L’ira di Rossi su Fs: «Una vergogna»

E dà l’ultimatum: o cambiate o nel 2014 niente concessione. Strigliata anche per Enel: pensi ai cittadini, non solo ai bilanci

    L’ultimatum di Rossi a Trenitalia: «O le Ferrovie cambiano oppure nel 2014, quando metteremo a gara il servizio ferroviario della nostra regione, rischiano di perdere la concessione». Giornata di neve e di gelo. Gelo anche nel rapporto tra la Regione e Trenitalia. Anche la vicina Liguria ha denunciato l’ad dell’azienda Mauro Moretti. Il governatore Enrico Rossi è infuriato: «Per la caduta di 10 centimetri di neve non si possono fermare i treni e mettere al buio migliaia di famiglie». Lo raggiungiamo mentre in treno sta tornando da Roma. La linea telefonica salta spesso e le pause consentono al Governatore di raffreddare la sua rabbia. «E’ inaccettabile che la Toscana vada in ginocchio per un po’ di neve. Questo non lo accetto», esclama.

    Anche l’anno scorso si indignò molto. Poi però ci siamo ricascati. «Non è vero. Dopo l’esperienza negativa del 17 dicembre del 2010, grazie anche agli interventi molti critici della Regione, nelle autostrade si è viaggiato abbastanza bene. Lo stesso si può dire della superstrada Fi-Pi–Li».

    Non altrettanto si può dire della viabilità minore. «Questo è vero. Soprattutto lungo la costa». Colpa dei Comuni? «Rispetto ad un anno fa i Comuni nel loro complesso si sono mossi bene. Firenze, nel 2010 molto criticata, si sta comportando con efficienza. Poi ci sono anche alcuni negligenti».

    Nomi? «Lasciamo perdere. I nomi li sanno i cittadini che stanno subendo gravi disagi».

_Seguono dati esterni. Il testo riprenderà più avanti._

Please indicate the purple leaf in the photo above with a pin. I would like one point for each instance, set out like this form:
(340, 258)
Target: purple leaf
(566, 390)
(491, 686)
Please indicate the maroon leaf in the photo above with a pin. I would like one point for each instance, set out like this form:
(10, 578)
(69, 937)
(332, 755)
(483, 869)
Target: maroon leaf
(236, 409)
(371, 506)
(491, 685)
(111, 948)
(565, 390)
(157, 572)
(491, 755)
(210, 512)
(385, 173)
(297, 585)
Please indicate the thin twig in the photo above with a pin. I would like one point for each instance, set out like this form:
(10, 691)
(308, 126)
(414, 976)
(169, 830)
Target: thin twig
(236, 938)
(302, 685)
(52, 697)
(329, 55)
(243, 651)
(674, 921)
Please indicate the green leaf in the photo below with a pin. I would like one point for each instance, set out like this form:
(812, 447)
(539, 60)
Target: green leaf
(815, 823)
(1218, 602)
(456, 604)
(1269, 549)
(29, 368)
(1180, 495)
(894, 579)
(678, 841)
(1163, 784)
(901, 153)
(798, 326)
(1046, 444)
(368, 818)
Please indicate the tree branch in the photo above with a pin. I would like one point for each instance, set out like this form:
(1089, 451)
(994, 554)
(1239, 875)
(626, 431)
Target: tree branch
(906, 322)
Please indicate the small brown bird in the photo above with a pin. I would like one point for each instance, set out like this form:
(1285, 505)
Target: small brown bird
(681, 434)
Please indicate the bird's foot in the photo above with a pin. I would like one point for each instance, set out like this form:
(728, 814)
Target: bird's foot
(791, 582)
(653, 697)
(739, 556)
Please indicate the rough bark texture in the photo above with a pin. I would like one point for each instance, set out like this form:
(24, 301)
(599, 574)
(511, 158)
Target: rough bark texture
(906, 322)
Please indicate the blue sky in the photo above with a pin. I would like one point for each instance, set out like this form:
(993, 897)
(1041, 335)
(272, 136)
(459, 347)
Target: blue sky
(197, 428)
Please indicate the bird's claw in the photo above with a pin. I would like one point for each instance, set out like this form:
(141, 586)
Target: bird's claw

    Veniamo alle Ferrovie. Cosa non ha funzionato? «Due aspetti: gli scambi e l’informazione che è stata dovunque disastrosa».

    Come un anno fa. «Con una differenza. A Moretti io ho posto il problema degli scambi anche qualche giorno fa. Ho spiegato che sono vecchi e quindi si riempiono di acqua che poi si gela oppure sono privi di serpentoni per il riscaldamento».

    E Moretti ha fatto orecchie da mercante. «Nella Toscana centrale si è intervenuti e qui infatti i treni hanno provocato meno disagi. Nella Toscana costiera non si è fatto nulla e il risultato si è visto: treni in tilt. Una vergogna».

    Multe in arrivo per Trenitalia? «Sì, le commineremo. Ma servono a poco. Troppo blande».

    Il contratto con Trenitalia l’ha fatto la Regione. «Ma io l’ho ereditato».

    Che fa? Si salva in corner? «Ho semplicemente detto la verità. Le aggiungo che il contratto scadrà nel 2014 e sicuramente lo cambieremo. Lo renderemo più severo in caso di inadempienze».

    Basterà? «Nel 2014 ci sarà la gara per l’assegnazione della concessione. Trenitalia deve avere tutto l’interesse di essere efficiente. Altrimenti rischia di perderla».